An Airborne Snow Observatories plane prepares for a flight to survey a watershed using lidar technology. Data from the flight will be used to produce snow depth, snow water equivalent and snow albedo maps all to enhance the accuracy of summer runoff forecasts. Airborne Snow Observatories/Courtesy illustration

Click the link to read the article on the Steamboat Pilot & Today website (Robert Tann). Here’s an excerpt:

February 7, 2025

 House Bill25-1115, a bipartisan proposal from a group of Western Slope lawmakers that would create a new statewide snowpack measurement program using emerging tools like light detection and ranging technology, also known as lidar.

“This is a way for us to plan better in our storage facilities, in our reservoirs,” said House Speaker Julie McCluskie, a Dillon Democrat and a prime sponsor of the bill. 

The mountain ranges above Dillon Reservoir, seen through the lens of the data collected by sophisticated equipment onboard a plane that flew over the Blue River Basin to measure the amount of water frozen in the snow above Denver Water’s largest reservoir. Image credit: Airborne Snow Observatory Inc.
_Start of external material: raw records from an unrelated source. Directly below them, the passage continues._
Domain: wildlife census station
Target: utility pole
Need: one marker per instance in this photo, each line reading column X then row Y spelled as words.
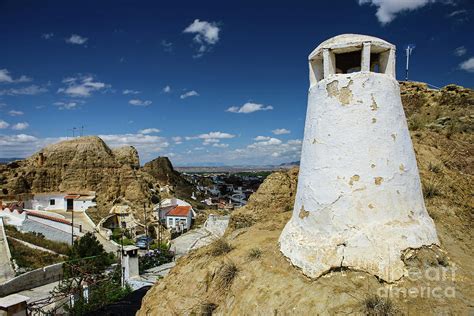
column 72, row 227
column 409, row 50
column 146, row 229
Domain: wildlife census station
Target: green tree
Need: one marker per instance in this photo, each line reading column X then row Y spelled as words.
column 87, row 266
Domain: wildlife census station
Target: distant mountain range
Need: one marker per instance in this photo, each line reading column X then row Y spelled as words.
column 7, row 160
column 214, row 167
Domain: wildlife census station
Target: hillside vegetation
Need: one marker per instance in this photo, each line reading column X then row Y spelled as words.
column 245, row 274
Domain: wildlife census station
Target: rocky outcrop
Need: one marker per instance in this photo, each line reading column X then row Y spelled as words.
column 266, row 283
column 162, row 171
column 82, row 164
column 127, row 155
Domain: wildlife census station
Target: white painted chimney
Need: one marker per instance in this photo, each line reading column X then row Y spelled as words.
column 359, row 202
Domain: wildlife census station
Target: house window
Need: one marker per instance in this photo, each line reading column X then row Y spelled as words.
column 348, row 62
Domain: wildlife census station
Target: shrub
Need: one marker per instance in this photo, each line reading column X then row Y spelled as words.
column 254, row 253
column 207, row 308
column 415, row 123
column 220, row 247
column 38, row 239
column 226, row 275
column 434, row 167
column 30, row 259
column 379, row 306
column 430, row 190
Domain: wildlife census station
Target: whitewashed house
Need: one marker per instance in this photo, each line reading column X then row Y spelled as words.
column 175, row 214
column 62, row 201
column 179, row 218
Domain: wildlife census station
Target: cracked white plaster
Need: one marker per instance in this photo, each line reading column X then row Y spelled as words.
column 358, row 181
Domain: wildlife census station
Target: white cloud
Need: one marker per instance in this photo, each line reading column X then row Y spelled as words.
column 387, row 10
column 19, row 146
column 3, row 124
column 47, row 35
column 29, row 90
column 167, row 46
column 211, row 138
column 128, row 91
column 206, row 35
column 82, row 86
column 76, row 39
column 460, row 51
column 281, row 131
column 138, row 102
column 5, row 77
column 188, row 94
column 249, row 107
column 20, row 126
column 213, row 135
column 220, row 145
column 15, row 113
column 467, row 65
column 295, row 142
column 271, row 141
column 149, row 131
column 177, row 140
column 67, row 105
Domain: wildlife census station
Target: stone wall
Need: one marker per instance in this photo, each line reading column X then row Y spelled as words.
column 32, row 279
column 6, row 269
column 49, row 232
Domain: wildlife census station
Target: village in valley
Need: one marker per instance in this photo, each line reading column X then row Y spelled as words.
column 170, row 225
column 236, row 158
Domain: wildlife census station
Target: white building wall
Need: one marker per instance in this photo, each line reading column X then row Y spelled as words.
column 58, row 225
column 82, row 205
column 42, row 202
column 172, row 221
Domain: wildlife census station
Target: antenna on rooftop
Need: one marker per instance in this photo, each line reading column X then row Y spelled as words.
column 409, row 49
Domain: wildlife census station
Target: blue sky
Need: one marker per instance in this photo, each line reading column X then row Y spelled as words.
column 199, row 81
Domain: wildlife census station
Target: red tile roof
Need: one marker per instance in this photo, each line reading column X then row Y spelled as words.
column 72, row 196
column 182, row 211
column 51, row 218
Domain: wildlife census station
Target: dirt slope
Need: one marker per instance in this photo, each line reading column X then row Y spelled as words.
column 253, row 278
column 78, row 165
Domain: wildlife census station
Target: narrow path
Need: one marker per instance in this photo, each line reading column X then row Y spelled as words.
column 6, row 268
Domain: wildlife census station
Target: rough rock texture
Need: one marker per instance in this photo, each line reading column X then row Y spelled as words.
column 82, row 164
column 127, row 155
column 270, row 285
column 162, row 171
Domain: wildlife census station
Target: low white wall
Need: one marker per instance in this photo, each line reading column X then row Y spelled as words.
column 81, row 205
column 217, row 224
column 42, row 202
column 57, row 225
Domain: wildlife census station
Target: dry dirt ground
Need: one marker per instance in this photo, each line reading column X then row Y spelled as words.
column 251, row 277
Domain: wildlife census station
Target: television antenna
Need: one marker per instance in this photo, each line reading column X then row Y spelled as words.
column 409, row 49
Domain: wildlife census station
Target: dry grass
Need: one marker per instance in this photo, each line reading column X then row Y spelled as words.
column 436, row 168
column 220, row 247
column 254, row 253
column 207, row 308
column 431, row 189
column 226, row 275
column 379, row 306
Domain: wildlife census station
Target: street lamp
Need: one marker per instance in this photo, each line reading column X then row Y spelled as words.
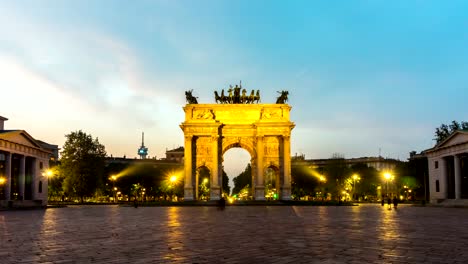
column 322, row 180
column 173, row 179
column 355, row 178
column 387, row 177
column 2, row 182
column 113, row 178
column 49, row 174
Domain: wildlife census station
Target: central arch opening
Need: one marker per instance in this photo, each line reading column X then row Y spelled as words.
column 236, row 162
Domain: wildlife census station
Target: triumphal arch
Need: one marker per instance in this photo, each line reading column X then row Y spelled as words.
column 237, row 120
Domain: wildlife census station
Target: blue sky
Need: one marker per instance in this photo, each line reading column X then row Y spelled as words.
column 362, row 75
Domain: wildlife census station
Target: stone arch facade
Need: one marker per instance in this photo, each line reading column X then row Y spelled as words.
column 263, row 130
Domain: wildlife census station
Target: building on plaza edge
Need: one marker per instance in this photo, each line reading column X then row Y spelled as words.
column 23, row 163
column 448, row 169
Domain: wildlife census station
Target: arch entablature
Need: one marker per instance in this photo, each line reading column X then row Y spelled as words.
column 263, row 130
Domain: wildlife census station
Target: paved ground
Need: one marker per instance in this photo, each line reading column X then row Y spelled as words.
column 239, row 234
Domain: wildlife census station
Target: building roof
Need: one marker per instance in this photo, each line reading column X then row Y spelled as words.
column 20, row 137
column 445, row 141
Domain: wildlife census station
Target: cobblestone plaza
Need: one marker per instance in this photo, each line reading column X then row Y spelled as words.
column 239, row 234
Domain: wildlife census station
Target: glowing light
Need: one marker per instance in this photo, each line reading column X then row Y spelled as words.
column 388, row 176
column 173, row 178
column 48, row 173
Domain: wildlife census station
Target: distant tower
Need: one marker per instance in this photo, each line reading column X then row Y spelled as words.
column 143, row 151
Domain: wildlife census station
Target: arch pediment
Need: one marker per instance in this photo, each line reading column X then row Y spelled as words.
column 263, row 130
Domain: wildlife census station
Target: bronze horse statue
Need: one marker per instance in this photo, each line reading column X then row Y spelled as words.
column 190, row 98
column 283, row 98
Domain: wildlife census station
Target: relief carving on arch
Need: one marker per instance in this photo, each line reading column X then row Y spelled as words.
column 271, row 146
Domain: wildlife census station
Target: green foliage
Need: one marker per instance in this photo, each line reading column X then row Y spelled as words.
column 154, row 178
column 370, row 178
column 82, row 164
column 444, row 131
column 336, row 173
column 242, row 180
column 303, row 181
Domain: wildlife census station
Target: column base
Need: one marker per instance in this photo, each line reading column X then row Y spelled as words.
column 188, row 194
column 260, row 193
column 215, row 193
column 286, row 193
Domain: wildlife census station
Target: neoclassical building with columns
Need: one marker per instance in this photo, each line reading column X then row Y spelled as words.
column 23, row 162
column 448, row 169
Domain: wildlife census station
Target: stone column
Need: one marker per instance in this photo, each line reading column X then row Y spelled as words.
column 8, row 176
column 215, row 190
column 22, row 176
column 259, row 184
column 286, row 188
column 35, row 178
column 457, row 167
column 188, row 186
column 443, row 178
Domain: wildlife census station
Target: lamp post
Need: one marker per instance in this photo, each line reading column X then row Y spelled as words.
column 322, row 180
column 387, row 177
column 355, row 178
column 48, row 174
column 113, row 178
column 2, row 183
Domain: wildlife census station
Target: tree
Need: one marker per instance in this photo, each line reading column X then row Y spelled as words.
column 336, row 172
column 444, row 131
column 82, row 164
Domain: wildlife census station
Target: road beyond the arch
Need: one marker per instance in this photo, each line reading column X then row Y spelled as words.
column 239, row 234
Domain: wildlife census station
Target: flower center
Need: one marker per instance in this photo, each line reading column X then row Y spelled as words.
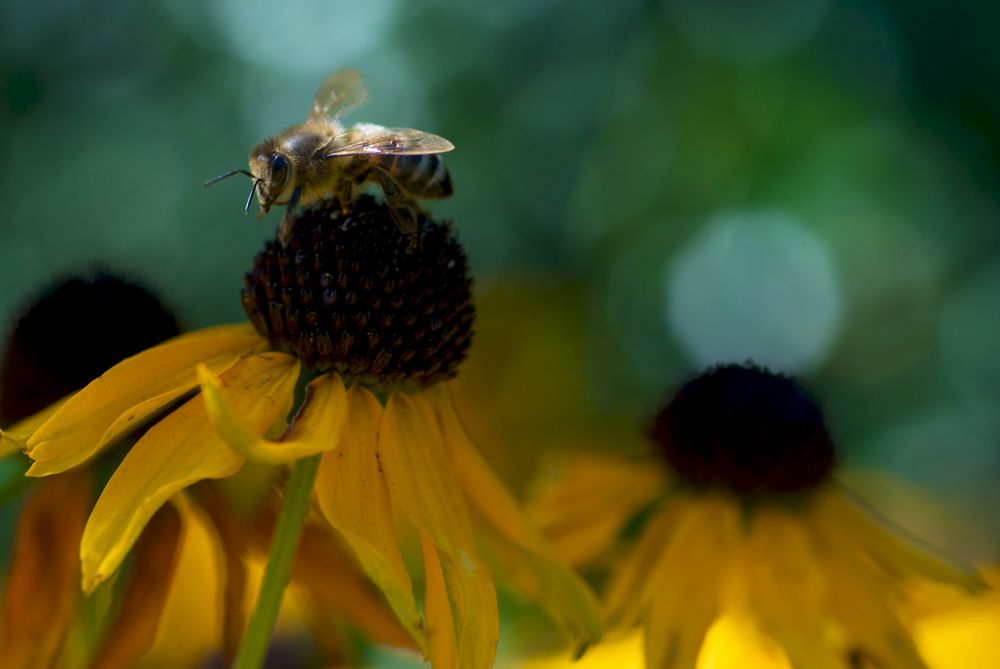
column 747, row 429
column 73, row 333
column 349, row 292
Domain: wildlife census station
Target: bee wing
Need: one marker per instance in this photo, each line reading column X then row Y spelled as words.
column 392, row 141
column 339, row 93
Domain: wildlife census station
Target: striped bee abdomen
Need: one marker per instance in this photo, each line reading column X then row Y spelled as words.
column 423, row 177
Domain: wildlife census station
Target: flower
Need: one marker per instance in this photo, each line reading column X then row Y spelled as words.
column 744, row 521
column 383, row 320
column 40, row 367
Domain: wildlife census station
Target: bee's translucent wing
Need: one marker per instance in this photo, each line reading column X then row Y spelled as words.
column 339, row 93
column 375, row 139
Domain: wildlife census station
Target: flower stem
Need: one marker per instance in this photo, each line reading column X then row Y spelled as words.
column 253, row 647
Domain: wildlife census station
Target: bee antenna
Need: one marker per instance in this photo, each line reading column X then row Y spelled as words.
column 253, row 190
column 226, row 176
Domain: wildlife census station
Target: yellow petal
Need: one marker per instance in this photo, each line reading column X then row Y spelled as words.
column 686, row 584
column 176, row 452
column 329, row 576
column 885, row 544
column 420, row 475
column 131, row 391
column 149, row 583
column 627, row 593
column 621, row 652
column 585, row 501
column 235, row 539
column 316, row 427
column 15, row 438
column 860, row 603
column 964, row 635
column 736, row 642
column 787, row 586
column 354, row 499
column 41, row 589
column 517, row 548
column 190, row 625
column 462, row 617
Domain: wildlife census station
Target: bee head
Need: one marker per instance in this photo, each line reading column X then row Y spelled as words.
column 272, row 171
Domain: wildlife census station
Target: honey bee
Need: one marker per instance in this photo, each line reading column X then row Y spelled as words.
column 321, row 159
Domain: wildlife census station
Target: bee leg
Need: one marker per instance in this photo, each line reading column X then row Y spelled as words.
column 288, row 220
column 346, row 197
column 400, row 207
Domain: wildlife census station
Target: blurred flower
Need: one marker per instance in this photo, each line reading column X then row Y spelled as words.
column 744, row 520
column 379, row 316
column 41, row 365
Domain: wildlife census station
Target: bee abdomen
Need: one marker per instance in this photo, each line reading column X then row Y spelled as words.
column 422, row 176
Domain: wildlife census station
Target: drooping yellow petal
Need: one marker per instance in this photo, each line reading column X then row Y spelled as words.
column 354, row 499
column 15, row 438
column 884, row 544
column 41, row 591
column 627, row 594
column 329, row 576
column 586, row 500
column 858, row 598
column 735, row 642
column 234, row 539
column 191, row 621
column 614, row 652
column 130, row 392
column 461, row 608
column 686, row 585
column 787, row 586
column 316, row 427
column 421, row 478
column 150, row 580
column 176, row 452
column 516, row 547
column 964, row 634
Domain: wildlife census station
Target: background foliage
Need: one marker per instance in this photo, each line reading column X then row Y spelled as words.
column 813, row 184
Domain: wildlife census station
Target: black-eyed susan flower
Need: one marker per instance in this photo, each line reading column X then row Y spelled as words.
column 381, row 320
column 183, row 597
column 41, row 365
column 741, row 520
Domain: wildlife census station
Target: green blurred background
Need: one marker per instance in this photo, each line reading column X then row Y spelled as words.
column 810, row 183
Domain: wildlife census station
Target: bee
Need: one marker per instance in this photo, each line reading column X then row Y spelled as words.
column 321, row 159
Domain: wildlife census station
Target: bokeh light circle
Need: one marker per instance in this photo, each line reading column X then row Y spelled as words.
column 754, row 285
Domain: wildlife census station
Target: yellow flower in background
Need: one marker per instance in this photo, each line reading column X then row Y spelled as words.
column 41, row 605
column 383, row 320
column 740, row 518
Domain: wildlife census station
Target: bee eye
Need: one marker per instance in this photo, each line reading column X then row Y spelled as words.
column 279, row 171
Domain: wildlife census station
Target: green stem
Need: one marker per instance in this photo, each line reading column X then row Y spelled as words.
column 253, row 647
Like radar, but using light, lidar sends beams from a plane or satellite towards the ground. By measuring the time it takes for the light to be reflected, scientists can calculate the depth of an area and create a 3-D model of the landscape. The flights also use a spectrometer to capture infrared images that show where snow is melting fastest.  Glenwood Springs-based scientist Jeff Deems and his team pioneered the technology for snowpack mapping with the National Aeronautics and Space Administration in 2013. From those efforts, Deems co-founded Airborne Snow Observatories, a public benefit corporation that contracts with local and regional governments and water providers. Using a fleet of twin-engine planes equipped with lidar, the group runs flights to map river basins across the West. Deems said lidar isn’t replacing SNOTEL, which remains the backbone for snow monitoring by providing a decades-long record of changes in snowpack. Instead, lidar is helping fill in the gaps.  While SNOTEL sites pinpoint data at specific locations, lidar provides a full picture of the entire watershed. 

“The combination of the two gives us this really powerful 4D picture of a basin-wide snowpack,” Deems said. “We get the three dimensions from airborne surveys and the ‘time’ dimension from the SNOTELs, and that really gives us the best knowledge from which to anticipate and forecast our summer runoff.”